The tenor of that process concerns me for a very different reason than the effect that it has on the judge. I worry about how it affects the public. There is ample evidence that the public has very little understanding of the court system, the judicial process generally, and even of the way that we decide cases. When candidates for the judiciary are so publicly questioned about their personal views on various controversial issues of our day, I feel that the public is increasingly convinced that judges base their decisions on their personal views rather than case law, statutes, and relevant facts. In my view, the confirmation process is an excellent example of one of the places where the public could be educated appropriately about the role of an independent judiciary, the true meaning of a government of laws and not of people, and some of the basic tenets upon which this nation was founded. Regrettably, when the public is only exposed to such rancorous questioning about personal viewpoints, it reinforces the cynicism about whether the judicial process is fair for all people. I fully recognize and applaud the constitutional role that the Senate has in the confirmation process. I only wish that all three branches of government would spend some time taking the high ground of educating the public about some of the basic first principles upon which this nation was founded. Regrettably, I think the confirmation process as it stands today is counterproductive in that respect.This is a stinging rebuke of Sen. Chuck Schumer and his ideological lynch mob, although Judge Tacha does not identify the Democrats expressly. When Schumer talks about opposing nominees not in the "mainstream," he is rejecting the "first principles upon which this nation was founded." Indeed, America was not founded by the mainstream, but by revolutionaries who tossed aside centuries of monarchy to create the world's first modern republic.
But more to Judge Tacha's point, the confirmation process has now become a battleground for a handful of interest groups, rather than a place to explain to the public how the courts work. And for all of the preening and posturing, there is virtually no discussion about genuine "ideology". The White House shares much of the blame for this with the Senate. Traditionally the White House—regardless of party—muzzles judicial candidates prior to their appearance before the Senate Judiciary Committee. This neuters potential judges in the face of organized interest group opposition. It also forces judges, when appearing before the committee, to act is if they have no ideology or deeply-held beliefs. Remember, the White House wants judges confirmed. They don't want to see a grand explication of ideology a la the courtroom scene in The Fountainhead.

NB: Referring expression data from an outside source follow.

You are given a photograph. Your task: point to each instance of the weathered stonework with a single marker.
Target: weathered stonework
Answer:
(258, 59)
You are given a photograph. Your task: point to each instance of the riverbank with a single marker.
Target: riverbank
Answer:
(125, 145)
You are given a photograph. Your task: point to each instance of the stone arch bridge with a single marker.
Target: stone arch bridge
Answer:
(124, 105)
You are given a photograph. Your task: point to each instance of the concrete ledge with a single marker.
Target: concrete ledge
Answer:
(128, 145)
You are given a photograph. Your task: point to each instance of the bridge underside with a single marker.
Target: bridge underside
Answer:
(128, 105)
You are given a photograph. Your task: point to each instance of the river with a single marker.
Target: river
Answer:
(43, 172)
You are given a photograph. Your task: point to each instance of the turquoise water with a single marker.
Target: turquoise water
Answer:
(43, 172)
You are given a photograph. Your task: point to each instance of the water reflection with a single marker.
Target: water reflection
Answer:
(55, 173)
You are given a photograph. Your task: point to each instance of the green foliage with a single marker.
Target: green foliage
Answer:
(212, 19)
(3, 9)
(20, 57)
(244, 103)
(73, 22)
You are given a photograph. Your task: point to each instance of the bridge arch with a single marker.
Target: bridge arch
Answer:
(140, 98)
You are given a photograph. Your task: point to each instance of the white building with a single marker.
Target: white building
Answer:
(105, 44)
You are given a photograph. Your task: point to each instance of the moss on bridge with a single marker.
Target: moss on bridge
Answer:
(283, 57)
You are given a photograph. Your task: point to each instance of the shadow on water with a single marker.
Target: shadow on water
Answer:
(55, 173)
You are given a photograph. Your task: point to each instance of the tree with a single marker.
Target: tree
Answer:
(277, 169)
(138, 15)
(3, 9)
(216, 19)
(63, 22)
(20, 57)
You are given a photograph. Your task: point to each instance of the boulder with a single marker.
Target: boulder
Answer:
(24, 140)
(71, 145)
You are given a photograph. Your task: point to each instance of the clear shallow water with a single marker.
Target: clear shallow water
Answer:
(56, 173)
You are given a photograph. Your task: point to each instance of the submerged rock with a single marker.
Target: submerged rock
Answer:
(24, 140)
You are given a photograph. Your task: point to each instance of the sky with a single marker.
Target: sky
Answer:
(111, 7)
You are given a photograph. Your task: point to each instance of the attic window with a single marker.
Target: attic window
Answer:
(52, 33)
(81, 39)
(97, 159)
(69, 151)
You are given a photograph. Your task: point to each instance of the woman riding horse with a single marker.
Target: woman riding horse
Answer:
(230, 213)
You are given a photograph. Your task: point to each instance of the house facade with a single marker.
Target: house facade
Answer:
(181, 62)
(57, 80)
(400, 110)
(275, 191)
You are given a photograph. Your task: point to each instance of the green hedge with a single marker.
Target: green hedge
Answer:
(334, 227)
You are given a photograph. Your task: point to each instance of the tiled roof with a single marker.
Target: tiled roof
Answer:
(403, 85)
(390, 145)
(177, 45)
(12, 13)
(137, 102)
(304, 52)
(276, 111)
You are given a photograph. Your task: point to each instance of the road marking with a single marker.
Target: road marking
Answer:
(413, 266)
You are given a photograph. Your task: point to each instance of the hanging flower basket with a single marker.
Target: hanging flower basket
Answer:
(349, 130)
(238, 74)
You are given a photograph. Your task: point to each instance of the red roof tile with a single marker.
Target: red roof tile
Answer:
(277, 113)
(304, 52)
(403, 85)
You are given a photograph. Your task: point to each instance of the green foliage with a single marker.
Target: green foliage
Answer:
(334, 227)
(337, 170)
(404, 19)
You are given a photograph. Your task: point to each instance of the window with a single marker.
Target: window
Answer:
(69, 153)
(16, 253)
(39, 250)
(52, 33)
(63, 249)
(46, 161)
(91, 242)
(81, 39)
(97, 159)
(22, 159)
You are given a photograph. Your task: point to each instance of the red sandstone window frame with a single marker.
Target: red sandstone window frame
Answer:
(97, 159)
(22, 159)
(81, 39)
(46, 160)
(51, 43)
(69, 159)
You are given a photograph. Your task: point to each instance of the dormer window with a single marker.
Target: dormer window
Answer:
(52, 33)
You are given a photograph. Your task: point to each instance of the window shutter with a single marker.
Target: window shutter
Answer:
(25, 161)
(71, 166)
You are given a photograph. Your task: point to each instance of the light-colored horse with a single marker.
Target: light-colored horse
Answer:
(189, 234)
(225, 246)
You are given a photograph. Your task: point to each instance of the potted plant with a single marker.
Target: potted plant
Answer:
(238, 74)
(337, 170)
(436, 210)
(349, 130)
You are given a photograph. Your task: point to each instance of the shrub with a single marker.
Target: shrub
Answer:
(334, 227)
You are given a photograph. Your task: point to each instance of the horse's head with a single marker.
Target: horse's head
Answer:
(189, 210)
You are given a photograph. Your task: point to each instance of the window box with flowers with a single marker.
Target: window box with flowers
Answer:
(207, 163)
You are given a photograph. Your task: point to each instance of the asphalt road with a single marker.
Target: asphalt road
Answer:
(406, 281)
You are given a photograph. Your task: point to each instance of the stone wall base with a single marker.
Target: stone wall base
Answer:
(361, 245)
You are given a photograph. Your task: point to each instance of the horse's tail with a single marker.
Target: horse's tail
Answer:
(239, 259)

Janice Rogers Brown, a nominee to the D.C. Circuit, is the most tragic recent example of these policies. In reviewing Justice Brown's opinions with the California Supreme Court and her outside writings, she reveals herself to be a true champion of property rights and other individual rights principles that most conservative jurists wouldn't touch with a ten-foot pole. This puts her outside Chuck Schumer's judicial mainstream, which long ago adopted "group rights" as their organizing principle. Yet when challenged before the Judiciary Committee—a group of mediocre lawyers who couldn't hold their own against an unshackled Janice Brown—the White House largely fell back on its political platitudes without mounting a serious ideological attack.
This of course reflects the White House's lack of commitment to first principles. As these confirmation battles continue to mount, I have started to reluctantly conclude that the White House values their embattled nominees as political weapons rather than ideological clashes. In other words, President Bush would rather have a distraught nominee like Janice Brown—an African-American woman—to parade around come election time than he would a Circuit Judge Janice Rogers Brown. I wonder if the senior White House staff actually bothered to look at Justice Brown's principles, as I did, or if they just saw a black woman they could parade around for the cameras.